Finally, install the plugin. From the UNIX command line (i.e., not in R -- you can use the command quit() or press Ctrl+D to leave the R environment; don't worry about "saving" since the packages will remain installed):

git clone https://bitbucket.org/pbradz/q2-phylogenize
cd q2-phylogenize
python setup.py build
python setup.py install

Further information about how to use q2-phylogenize can be found on its git repository. If you are just using conda and not QIIME 2, you can just proceed to the section entitled "Running phylogenize using the R interface."

Installing phylogenize package for use on AWS

We recommend you install phylogenize in a conda environment as above. However, because the default Amazon images are meant for headless operation they are missing some tools to deal with fonts that phylogenize uses to generate its plots. You can install those as follows:

conda install -c conda-forge xorg-libxt
sudo apt install zlib
sudo apt show zlib1g
sudo apt install fontconfig

Special instructions for Mac users

If you see the error Fontconfig error: unable to match font pattern, you may need to install or reinstall some packages using Homebrew. From the command line, after installing Homebrew:

brew update
brew upgrade
brew reinstall cairo

Then, open R and in a fresh session, run:

devtools::install_github("davidgohel/gdtools") 
devtools::install_github("davidgohel/rvg")
devtools::install_github("davidgohel/ggiraph")

Re-installing phylogenize after an upgrade

To reinstall phylogenize, the following should be all that's necessary:

devtools::install_bitbucket("pbradz/phylogenize/package/phylogenize")
phylogenize::install.data.figshare()

Running phylogenize

Congratulations! phylogenize should now be installed.

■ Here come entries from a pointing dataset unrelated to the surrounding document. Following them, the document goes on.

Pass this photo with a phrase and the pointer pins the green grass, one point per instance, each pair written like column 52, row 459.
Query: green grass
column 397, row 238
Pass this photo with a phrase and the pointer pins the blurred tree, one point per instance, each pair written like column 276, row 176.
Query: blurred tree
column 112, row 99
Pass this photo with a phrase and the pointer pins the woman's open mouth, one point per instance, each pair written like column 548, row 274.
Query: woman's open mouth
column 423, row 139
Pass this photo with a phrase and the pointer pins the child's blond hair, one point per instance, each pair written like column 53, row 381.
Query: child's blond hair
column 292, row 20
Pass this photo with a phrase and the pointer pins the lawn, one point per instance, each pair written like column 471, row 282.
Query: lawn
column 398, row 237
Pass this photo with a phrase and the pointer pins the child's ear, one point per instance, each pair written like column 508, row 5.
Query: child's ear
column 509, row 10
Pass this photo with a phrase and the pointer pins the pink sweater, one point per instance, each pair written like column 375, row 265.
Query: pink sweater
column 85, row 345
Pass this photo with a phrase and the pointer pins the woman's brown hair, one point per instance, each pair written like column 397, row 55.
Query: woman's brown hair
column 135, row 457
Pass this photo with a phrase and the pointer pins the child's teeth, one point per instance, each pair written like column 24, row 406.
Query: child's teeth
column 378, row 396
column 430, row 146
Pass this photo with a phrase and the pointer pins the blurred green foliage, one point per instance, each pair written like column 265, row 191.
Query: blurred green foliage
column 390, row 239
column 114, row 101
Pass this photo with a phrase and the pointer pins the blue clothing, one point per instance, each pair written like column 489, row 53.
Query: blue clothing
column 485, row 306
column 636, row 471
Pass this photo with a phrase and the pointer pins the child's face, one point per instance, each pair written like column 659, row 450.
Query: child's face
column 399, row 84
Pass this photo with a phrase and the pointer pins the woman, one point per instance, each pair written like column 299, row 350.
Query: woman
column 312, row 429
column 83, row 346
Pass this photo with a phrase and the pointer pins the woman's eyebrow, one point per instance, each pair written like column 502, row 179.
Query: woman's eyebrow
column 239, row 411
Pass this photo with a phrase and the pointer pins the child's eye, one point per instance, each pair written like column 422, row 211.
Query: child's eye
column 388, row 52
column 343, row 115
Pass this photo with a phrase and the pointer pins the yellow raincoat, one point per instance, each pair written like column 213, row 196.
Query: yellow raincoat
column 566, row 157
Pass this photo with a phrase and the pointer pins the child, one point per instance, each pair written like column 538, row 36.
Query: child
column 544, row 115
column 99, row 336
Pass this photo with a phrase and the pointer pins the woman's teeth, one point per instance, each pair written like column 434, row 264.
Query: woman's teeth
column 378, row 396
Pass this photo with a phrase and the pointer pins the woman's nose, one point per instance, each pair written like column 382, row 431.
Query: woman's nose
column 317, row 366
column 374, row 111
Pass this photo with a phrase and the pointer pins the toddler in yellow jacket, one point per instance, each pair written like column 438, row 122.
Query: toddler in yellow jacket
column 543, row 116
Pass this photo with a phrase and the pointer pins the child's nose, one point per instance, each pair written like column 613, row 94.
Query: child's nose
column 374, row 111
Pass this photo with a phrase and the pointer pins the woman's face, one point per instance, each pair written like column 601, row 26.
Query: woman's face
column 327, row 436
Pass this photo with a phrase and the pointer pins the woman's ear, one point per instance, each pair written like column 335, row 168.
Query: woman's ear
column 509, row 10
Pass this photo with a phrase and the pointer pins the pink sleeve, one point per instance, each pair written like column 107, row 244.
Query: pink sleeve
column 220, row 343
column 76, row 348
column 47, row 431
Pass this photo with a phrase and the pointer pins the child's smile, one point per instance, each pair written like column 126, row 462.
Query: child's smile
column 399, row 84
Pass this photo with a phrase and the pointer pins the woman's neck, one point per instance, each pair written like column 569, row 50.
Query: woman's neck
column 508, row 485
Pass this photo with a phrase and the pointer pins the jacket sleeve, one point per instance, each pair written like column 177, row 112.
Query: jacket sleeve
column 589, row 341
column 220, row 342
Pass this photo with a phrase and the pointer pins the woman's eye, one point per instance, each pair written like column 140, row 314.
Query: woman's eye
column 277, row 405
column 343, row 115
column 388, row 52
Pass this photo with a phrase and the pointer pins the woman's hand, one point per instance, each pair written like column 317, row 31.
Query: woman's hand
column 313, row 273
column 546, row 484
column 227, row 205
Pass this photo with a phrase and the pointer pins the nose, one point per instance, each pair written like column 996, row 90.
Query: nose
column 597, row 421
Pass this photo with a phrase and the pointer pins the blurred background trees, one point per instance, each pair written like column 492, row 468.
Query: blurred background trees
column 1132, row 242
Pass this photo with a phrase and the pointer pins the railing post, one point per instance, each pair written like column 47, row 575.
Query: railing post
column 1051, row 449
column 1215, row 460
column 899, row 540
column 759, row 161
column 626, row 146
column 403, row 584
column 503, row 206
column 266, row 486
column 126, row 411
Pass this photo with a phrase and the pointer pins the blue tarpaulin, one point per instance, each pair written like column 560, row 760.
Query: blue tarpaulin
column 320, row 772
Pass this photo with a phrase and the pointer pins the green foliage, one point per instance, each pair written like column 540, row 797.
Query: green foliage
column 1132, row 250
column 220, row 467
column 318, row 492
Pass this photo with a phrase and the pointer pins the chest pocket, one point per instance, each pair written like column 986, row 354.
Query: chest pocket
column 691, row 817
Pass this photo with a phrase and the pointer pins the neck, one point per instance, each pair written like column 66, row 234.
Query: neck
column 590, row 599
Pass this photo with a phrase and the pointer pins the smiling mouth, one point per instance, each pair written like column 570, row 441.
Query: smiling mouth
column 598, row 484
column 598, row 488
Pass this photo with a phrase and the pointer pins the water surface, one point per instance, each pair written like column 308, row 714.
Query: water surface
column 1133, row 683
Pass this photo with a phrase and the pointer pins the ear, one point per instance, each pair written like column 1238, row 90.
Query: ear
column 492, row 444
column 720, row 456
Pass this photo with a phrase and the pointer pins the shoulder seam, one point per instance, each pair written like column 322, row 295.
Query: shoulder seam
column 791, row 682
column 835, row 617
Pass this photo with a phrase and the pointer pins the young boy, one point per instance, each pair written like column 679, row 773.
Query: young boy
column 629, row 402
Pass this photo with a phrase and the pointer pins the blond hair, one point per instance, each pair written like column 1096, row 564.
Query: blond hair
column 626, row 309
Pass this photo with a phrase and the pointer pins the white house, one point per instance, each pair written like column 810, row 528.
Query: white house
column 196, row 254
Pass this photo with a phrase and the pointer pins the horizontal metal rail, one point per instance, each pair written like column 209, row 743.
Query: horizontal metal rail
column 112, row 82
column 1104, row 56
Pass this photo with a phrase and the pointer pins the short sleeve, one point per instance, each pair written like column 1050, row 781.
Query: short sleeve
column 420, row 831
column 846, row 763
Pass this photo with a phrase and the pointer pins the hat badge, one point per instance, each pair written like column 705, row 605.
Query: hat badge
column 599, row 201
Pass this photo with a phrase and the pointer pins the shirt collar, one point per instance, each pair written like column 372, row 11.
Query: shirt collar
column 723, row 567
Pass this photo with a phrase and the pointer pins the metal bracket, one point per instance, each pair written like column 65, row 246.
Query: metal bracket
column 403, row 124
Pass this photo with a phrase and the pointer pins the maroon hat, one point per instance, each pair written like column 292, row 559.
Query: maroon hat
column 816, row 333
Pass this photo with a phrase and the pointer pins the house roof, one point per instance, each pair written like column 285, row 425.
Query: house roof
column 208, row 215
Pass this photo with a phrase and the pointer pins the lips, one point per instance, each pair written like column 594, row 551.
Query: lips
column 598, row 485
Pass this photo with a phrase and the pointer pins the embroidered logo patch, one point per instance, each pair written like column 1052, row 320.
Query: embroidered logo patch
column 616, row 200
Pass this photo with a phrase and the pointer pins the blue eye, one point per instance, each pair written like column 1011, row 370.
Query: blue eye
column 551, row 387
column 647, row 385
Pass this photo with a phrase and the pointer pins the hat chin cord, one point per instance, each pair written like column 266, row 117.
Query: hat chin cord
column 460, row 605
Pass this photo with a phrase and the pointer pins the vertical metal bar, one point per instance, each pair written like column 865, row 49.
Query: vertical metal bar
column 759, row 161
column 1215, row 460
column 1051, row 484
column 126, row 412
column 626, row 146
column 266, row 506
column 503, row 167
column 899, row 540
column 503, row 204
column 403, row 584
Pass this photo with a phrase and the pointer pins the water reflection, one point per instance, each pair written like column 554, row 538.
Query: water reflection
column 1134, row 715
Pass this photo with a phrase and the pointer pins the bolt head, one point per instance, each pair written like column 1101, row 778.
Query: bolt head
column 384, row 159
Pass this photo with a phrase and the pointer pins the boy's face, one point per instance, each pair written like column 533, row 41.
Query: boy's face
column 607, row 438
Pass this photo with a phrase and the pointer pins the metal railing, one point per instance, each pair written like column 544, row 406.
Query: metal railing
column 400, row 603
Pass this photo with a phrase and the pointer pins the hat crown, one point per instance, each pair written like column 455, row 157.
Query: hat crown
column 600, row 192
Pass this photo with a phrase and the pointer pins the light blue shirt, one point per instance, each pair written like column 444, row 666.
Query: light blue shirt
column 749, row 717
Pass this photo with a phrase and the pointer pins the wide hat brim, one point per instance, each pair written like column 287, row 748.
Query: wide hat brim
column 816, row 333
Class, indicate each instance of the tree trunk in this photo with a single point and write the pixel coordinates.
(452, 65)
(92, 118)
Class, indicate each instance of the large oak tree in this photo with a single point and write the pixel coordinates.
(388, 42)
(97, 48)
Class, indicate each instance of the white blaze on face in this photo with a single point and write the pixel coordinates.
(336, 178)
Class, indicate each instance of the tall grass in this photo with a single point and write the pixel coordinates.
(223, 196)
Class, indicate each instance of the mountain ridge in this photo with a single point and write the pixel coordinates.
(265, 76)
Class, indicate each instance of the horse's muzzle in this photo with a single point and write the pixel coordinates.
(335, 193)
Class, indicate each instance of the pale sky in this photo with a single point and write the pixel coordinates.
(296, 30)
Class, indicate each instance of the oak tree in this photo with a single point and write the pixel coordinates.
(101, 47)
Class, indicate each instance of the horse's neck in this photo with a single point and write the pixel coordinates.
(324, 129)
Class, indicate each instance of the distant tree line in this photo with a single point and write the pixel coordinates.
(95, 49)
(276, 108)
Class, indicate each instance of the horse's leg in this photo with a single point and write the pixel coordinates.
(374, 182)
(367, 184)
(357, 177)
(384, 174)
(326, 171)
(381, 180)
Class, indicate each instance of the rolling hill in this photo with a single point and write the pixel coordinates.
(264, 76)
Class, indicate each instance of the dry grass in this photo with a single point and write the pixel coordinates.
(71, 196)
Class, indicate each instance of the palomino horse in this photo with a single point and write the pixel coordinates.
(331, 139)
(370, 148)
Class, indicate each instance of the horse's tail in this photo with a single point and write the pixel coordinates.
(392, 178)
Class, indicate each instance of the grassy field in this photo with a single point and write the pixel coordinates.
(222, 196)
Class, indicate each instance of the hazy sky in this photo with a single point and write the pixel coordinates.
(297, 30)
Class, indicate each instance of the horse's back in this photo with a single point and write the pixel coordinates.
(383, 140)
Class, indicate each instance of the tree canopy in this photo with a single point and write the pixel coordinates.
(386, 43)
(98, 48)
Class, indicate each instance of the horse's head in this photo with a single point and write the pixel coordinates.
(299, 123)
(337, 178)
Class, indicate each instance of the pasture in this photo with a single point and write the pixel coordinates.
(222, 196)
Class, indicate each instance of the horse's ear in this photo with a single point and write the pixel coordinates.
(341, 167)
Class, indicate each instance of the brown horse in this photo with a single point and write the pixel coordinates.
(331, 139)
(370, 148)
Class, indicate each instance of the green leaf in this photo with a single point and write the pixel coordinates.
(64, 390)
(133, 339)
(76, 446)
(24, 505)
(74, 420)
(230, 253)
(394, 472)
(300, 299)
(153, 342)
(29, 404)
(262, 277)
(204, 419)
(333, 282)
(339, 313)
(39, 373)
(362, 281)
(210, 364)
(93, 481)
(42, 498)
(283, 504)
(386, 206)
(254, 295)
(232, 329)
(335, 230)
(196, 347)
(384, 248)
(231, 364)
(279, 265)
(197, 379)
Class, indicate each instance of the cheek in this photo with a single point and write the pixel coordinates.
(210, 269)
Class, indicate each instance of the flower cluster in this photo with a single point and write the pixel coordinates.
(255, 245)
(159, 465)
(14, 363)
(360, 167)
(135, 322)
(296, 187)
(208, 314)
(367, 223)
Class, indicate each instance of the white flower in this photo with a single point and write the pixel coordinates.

Running phylogenize using the R interface

The main function in phylogenize is render.report. The parameters that you are the most likely to use are as follows:

Option Default Description
in_dir "." String. Path to input directory (i.e., where to look for input files.
out_dir "output" String. Path to output directory.
abundance_file "test-abundance.tab" String. Name of abundance tabular file.
metadata_file "test-metadata.tab" String. Name of metadata tabular file.
biom_file "test.biom" String. Name of BIOM abundance-and-metadata file.
input_format "tabular" String. Whether to look for tabular or BIOM-formatted data ("tabular" or "biom").
ncl 1 Integer. Number of cores to use for parallel computation.
type "midas" Type of data to use, either "midas" (shotgun) or "16S" (amplicon).
env_column "env" String. Name of column in metadata file containing the environment annotations.
dset_column "dataset" String. Name of column in metadata file containing the dataset annotations.
sample_column "sample_id" Name of column in metadata file containing the sample IDs.
single_dset FALSE Boolean. If true, will assume that all samples come from a single dataset called "dset1" no matter what, if anything, is in dset_column.
db_version "midas_v1.2" String. Which version of the MIDAS database to use ("midas_v1.2" or "midas_v1.0").
which_phenotype "prevalence" String. Which phenotype to calculate ("prevalence" or "specificity").
which_envir "Stool" String. Environment in which to calculate prevalence or specificity. Must match annotations in metadata.
burst_dir "/usr/local/bin" String. Path to the BURST or vsearch binaries.
burst_bin "burst12" String. Name of the BURST or vsearch binary.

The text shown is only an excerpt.